Nataša Medved was born in 1976 in Rijeka. She received an M.A. in German and French languages and literature from the Faculty of Humanities and Social Sciences in Zagreb. Since 2006 she has been working as a freelance literary translator from German and French to Croatian. She translates contemporary literature, philosophy and critical theory. She works as editor in publishing house OceanMore.

Francisca Romeral (Spain) translation

PRO HELVETIA FELLOWSHIP FOR THE TRANSLATION OF A SWISS WORK

Translation project (French > Spanish) “Aimé Pache peintre vaudois“ by French-speaking Swiss writer Charles Ferdinand Ramuz.

She was born in Toledo (Spain) and lives in Madrid. She is a specialist in the work of Annie Ernaux, on whom she has published a doctoral thesis and several articles in international journals. She is mainly dedicated to the translation of French-speaking authors of the 20th century, including Annie Ernaux (L'autre fille, Retour à Yvetot). She is currently attached to the Department of French Philology at the University of Cadiz (Spain) as a researcher, and a member of the Asociación de Francesistas de la Universidad Española.
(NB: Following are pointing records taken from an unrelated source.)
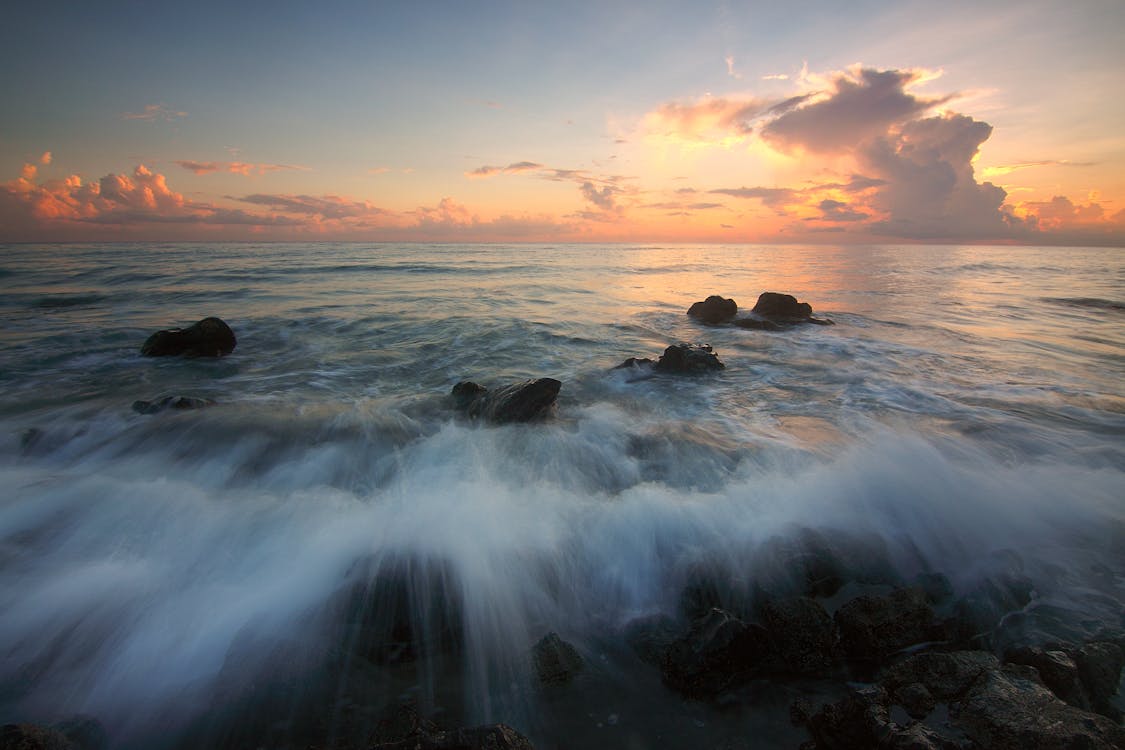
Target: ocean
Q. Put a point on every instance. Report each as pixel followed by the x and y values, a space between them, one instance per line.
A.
pixel 210 577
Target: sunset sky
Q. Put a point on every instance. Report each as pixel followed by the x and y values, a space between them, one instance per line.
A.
pixel 565 122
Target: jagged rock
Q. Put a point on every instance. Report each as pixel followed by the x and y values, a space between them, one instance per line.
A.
pixel 1010 710
pixel 1058 671
pixel 774 312
pixel 522 401
pixel 946 675
pixel 803 634
pixel 1099 667
pixel 713 309
pixel 208 337
pixel 719 652
pixel 176 403
pixel 556 661
pixel 872 627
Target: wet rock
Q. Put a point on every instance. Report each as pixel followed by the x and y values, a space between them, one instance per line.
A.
pixel 651 636
pixel 687 359
pixel 33 737
pixel 1099 667
pixel 1010 710
pixel 493 737
pixel 1058 671
pixel 173 403
pixel 775 310
pixel 208 337
pixel 556 661
pixel 719 652
pixel 803 634
pixel 521 401
pixel 916 698
pixel 713 309
pixel 873 627
pixel 946 676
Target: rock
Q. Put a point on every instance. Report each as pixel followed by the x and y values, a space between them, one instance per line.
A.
pixel 1058 671
pixel 556 661
pixel 208 337
pixel 946 676
pixel 1009 710
pixel 916 698
pixel 803 634
pixel 689 358
pixel 176 403
pixel 522 401
pixel 1099 667
pixel 33 737
pixel 713 309
pixel 774 312
pixel 493 737
pixel 872 627
pixel 719 652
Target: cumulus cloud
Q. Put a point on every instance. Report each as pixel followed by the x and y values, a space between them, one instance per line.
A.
pixel 235 168
pixel 862 104
pixel 155 113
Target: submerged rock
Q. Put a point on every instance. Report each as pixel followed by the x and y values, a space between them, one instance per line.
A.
pixel 208 337
pixel 713 309
pixel 774 312
pixel 176 403
pixel 556 661
pixel 522 401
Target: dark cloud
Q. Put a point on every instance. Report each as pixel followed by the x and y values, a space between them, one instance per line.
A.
pixel 862 106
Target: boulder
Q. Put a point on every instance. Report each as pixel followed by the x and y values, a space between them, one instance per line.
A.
pixel 556 661
pixel 174 403
pixel 803 634
pixel 713 309
pixel 872 627
pixel 774 312
pixel 718 652
pixel 521 401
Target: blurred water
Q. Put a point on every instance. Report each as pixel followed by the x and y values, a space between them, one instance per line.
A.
pixel 965 410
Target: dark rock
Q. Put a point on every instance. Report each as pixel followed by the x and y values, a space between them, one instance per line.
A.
pixel 872 627
pixel 651 636
pixel 1058 671
pixel 713 309
pixel 803 634
pixel 946 676
pixel 556 661
pixel 719 652
pixel 774 305
pixel 32 737
pixel 916 698
pixel 493 737
pixel 521 401
pixel 774 312
pixel 208 337
pixel 1099 667
pixel 689 358
pixel 176 403
pixel 1010 710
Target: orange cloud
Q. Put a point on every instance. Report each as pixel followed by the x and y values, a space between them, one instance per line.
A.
pixel 235 168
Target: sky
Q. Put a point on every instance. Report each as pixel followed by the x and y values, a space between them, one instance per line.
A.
pixel 565 122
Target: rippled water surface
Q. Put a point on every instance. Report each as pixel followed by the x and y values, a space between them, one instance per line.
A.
pixel 965 414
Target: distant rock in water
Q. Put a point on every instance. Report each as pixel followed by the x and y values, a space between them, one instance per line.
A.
pixel 713 309
pixel 775 312
pixel 208 337
pixel 177 403
pixel 522 401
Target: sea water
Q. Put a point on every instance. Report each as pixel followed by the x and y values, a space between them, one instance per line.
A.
pixel 182 575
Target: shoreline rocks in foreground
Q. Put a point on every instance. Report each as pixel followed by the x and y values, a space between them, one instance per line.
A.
pixel 208 337
pixel 522 401
pixel 772 312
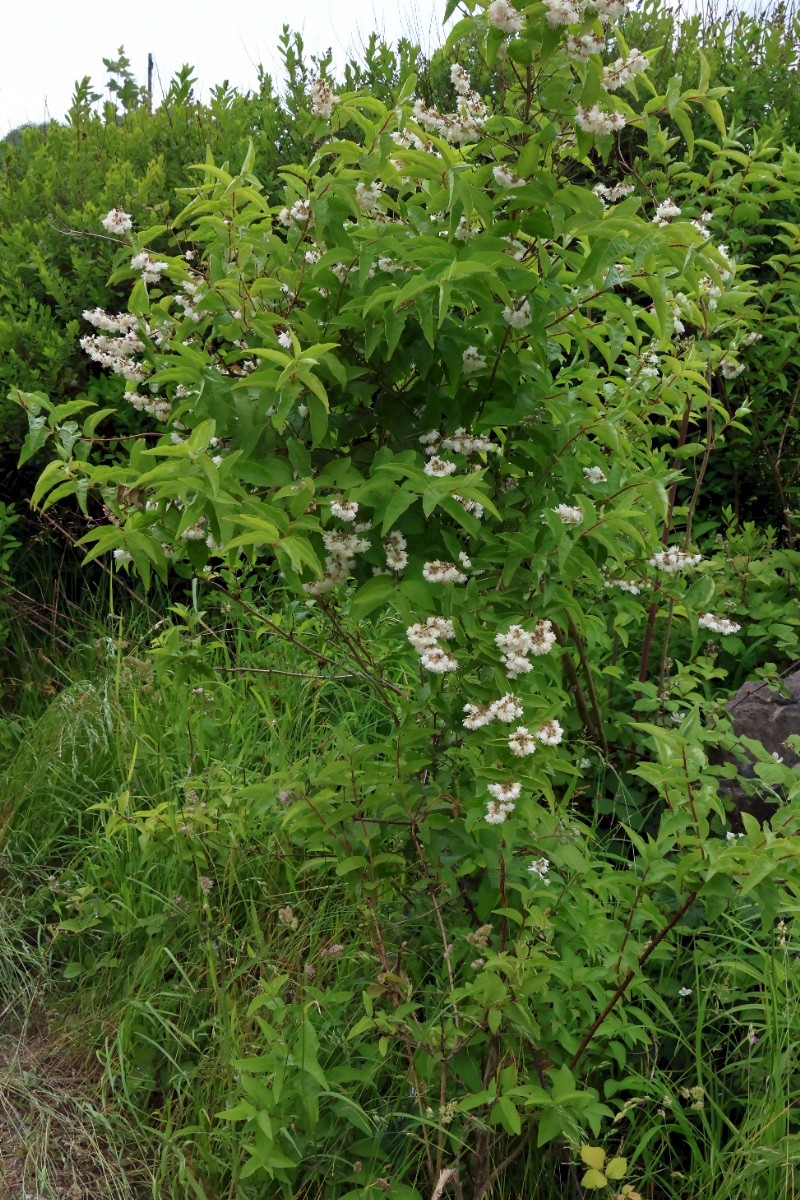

She has already published two translations of the work of Charles Ferdinand Ramuz (Aline and Paris, notes d'un Vaudois).

Yla von Dach(Switzerland/France) translation

PRO HELVETIA FELLOWSHIP FOR THE TRANSLATION OF A SWISS WORK

Translation project (French > German) “Les vies Chevrolet” by the French-speaking Swiss writer Michel Layaz.

Born in Lyss (BE), Yla Margrit von Dach first worked as a teacher and journalist for the Tages-Anzeiger in Zurich. After graduating from the Schule für Angewandte Linguistik with a focus on contemporary Swiss literature and a spell at Pro Helvetia, which was then organizing the first Swiss cultural events in Paris, she settled down as a writer and translator in Paris, which has become her adopted city. Since 1977, she has divided her life between Paris and Biel.

In 2018 Yla von Dach was awarded the Special Translation Prize by the Federal Office of Culture.

In addition, in December 2019, she published a text by her own pen: Das Konterfei - Eine Welt in Spiegelsplittern, published by verlag die brotsuppe, Bienne. The latter, in its French version prepared by the author herself, is still waiting for a publisher's choice. The title: “Sous l’édredon... un kaleidoscope”. Reverse side of a story.